RFC 0001: Agent-Agnostic Redteam Harness Architecture
Status: proposed
Summary
CodeDecay should evolve from deterministic PR risk analysis into an agent-agnostic PR safety harness for AI-assisted development.
CodeDecay should not replace Codex, Claude Code, Cursor, Pi, OpenCode, desktop agents, or internal company agents. It should give those agents better evidence, skills, memory, execution results, weak-test findings, and merge-safety reports.
Positioning:
CodeDecay is an open-source PR safety harness that works with your existing AI
agents and open-source tools.
Use Codex, Claude Code, Cursor, Pi, OpenCode, desktop agents, or any
MCP-compatible workflow. CodeDecay orchestrates evidence, memory, skills, test
audits, and runtime checks so your agent can find what it missed before merge.Core question:
What could this PR break, and are the tests actually proving it will not?Product Boundaries
CodeDecay owns:
- PR orchestration
- normalized evidence
- safety policy
- impact mapping
- test-quality audit
- tool-adapter coordination
- merge-safety reporting
- fix-task generation for coding agents
CodeDecay does not own:
- the user's main coding agent
- hosted model inference
- mandatory cloud memory
- every test runner or fuzzing engine
- every language parser
The default OSS experience must remain:
- local-first
- deterministic baseline
- no telemetry
- no required API keys
- no required LLM/model calls
- no required CodeDecayCloud
Architecture
User agent / IDE / harness
Codex | Claude Code | Cursor | Pi | OpenCode | Desktop app | Custom MCP client
|
v
CodeDecay CLI / MCP / GitHub Action / GitHub App
|
v
redteam orchestrator
|
+--> git diff and current deterministic analyzer
+--> impact map
+--> memory providers
+--> skill selection
+--> agent/harness adapters
+--> safe execution
+--> OSS tool adapters
+--> test audit
+--> base/head differential checks
|
v
merge-safety report + evidence bundle + fix tasks
|
v
back to the user's agent for implementationcodedecay redteam Flow
- Analyze the PR diff with the existing deterministic engine.

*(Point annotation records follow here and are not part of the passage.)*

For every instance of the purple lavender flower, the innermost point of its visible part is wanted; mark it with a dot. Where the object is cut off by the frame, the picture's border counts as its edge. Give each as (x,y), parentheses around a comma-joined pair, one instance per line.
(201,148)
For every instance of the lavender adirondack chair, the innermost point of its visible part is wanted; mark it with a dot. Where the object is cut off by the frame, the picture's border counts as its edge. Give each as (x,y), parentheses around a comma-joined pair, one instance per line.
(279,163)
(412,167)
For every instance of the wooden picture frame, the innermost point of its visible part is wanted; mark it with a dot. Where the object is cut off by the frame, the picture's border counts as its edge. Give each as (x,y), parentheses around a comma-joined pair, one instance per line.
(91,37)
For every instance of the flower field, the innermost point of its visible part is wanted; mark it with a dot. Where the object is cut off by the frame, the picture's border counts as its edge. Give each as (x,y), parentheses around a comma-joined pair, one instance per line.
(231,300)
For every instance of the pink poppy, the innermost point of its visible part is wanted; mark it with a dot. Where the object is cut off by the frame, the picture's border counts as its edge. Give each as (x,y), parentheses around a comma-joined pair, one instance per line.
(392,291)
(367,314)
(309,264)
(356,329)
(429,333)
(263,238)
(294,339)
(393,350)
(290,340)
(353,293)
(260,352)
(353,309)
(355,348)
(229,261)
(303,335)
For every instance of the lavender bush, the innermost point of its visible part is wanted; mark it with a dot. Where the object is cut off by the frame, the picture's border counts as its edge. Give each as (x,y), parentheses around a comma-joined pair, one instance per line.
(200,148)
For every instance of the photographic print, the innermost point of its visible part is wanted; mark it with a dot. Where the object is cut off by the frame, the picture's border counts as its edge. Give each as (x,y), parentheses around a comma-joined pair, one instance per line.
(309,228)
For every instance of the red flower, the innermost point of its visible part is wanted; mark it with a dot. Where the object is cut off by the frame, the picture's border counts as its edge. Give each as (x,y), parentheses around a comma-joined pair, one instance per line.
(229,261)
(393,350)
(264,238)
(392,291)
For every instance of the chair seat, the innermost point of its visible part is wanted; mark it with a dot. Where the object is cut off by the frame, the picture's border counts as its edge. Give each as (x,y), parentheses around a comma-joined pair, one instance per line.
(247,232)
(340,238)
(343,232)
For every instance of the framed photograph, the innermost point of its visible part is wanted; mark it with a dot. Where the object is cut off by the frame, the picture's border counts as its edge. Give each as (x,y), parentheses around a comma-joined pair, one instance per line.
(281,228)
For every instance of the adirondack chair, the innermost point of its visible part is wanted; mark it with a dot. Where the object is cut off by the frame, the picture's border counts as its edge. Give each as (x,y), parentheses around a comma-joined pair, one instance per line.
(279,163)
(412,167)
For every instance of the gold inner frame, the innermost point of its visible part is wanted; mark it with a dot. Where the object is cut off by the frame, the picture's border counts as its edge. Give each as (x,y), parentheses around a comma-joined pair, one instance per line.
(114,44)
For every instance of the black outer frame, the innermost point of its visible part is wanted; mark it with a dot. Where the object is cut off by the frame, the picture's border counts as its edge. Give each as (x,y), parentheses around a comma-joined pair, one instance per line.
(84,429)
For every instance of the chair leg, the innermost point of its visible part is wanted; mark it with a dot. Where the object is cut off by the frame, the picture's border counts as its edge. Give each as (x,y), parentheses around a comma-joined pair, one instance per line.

- Build an impact map for routes, APIs, UI flows, jobs, database/schema, auth, and config.
- Load repo memory from
.codedecay/memory.jsonand optional user-owned memory providers. - Select relevant review skills.
- Ask an optional user-owned agent or harness for missed risks and edge cases.
- Run selected open-source tools through safe adapters.
- Audit changed and nearby tests for weak or fake confidence.
- Generate an edge-case checklist grounded in impacted areas.
- Compare base/head behavior through configured probes when explicitly enabled.
- Produce a merge-safety report that separates tool evidence from AI suggestions.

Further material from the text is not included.